J’ai un don. C’est con de le dire comme ça, mais c’est vrai. Attention, pas un truc comme « savoir écouter les autres » ou « dessiner un portrait en trois coups de crayon », non ça c’est de l’esbroufe. Moi, j’ai un vrai don. Je lis dans les pensées.
A quoi ça sert ? A rien.
J’aurais pu m’en servir pour avoir une meilleure note au bac. J’ai pas passé le bac. Moi,j’ai fais un CAP Plomberie. J’adore mon métier. J’aurais jamais pu faire médium, homme politique ou même juste psy… Pour ces métiers-là, ça serait vraiment utile. C’est vrai, c’est souvent ce qui passe par la tête des gens : j’adorerai savoir lire dans les pensées. Ça les avancerait à quoi ? Les pensées, c’est fugace et très confus. Les filles surtout. J’ai l’impression qu’elles pensent à trois trucs en même temps, mélangeant des mots, des images, des réminiscences de trucs lus, vus, entendus… Je sais pas comment sont mes propres pensées, mais celles des autres, c’est toujours le bordel. Comme si les gens avaient du mal à se concentrer. C’est amusant parfois. Mais c’est lourd la plupart du temps.
Je suis plombier, j’adore mon métier. Alors j’en vois défilé des mensonges « Je ne comprends pas, ça s’est bouché d’un coup » avec dans la tête l’image du père qui de rage jette un doudou dans les toilettes… J’ai réussi à sauver le doudou, le gamin était ravi et le père furax mais soulagé.

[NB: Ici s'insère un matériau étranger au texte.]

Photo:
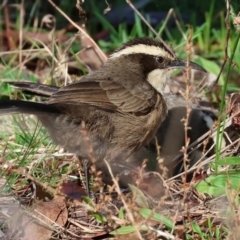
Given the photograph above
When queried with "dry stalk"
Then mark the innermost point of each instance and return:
(118, 190)
(150, 27)
(80, 29)
(188, 104)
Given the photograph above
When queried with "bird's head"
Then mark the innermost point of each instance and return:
(152, 59)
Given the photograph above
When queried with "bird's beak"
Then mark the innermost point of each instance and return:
(179, 63)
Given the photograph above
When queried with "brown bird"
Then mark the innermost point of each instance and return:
(111, 112)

Je suis plombier, alors évidemment, pas mal de femmes fantasmes sur moi. Accroupi sous le lavabo, en train de sortir une touffe monstrueuse et malodorante de cheveux, de poils et de n’importe quoi, le genre de truc qui révulse et pue à des kilomètres, et madame est en train m’imaginer la prendre sur la machine à laver. Ça arrive presque à chaque fois que je tombe sur une femme. Une pensée fugace ou le fantasme affirmé, des fois, elles sont nues sous leurs robes. Chauffé à blanc comme le tuyau sous le chalumeau. Je pourrais en profiter pour reluquer ou m’envoyer en l’air, y’en a pas mal qui diraient pas non. Sauf que manque de bol, j’ai une tare : je suis gay.

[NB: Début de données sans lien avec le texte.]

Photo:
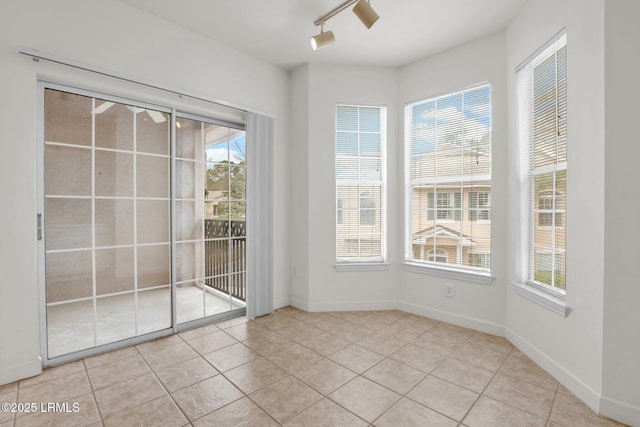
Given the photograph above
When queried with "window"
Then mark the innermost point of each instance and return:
(482, 260)
(367, 210)
(437, 255)
(448, 157)
(542, 88)
(360, 183)
(479, 206)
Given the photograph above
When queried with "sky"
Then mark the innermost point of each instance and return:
(234, 150)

Remarquez, des gays qui fantasment sur les plombiers, y’en a aussi. Mais c’est rarement ceux qui m’intéressent. Moi, je préfère les types débrouillards qui savent faire des trucs de leurs dix doigts. Autant dire, pas le genre de type à appeler un plombier pour un évier bouché. Les mecs pensent autant au sexe que les filles, en général. Mais c’est différent : un mec va y penser en une succession d’images rapides, ça les empêchent de penser en profondeur, mais ils ont l’habitude. Ça les gêne plus. Par contre, les femmes, elles ça s’installent. La métaphore filée comme aurait dit mon prof de français au collège : ça occupe tout leur esprit. Ça les empêche pas de faire autre chose à côté, non plus. Elles ont l’habitude aussi.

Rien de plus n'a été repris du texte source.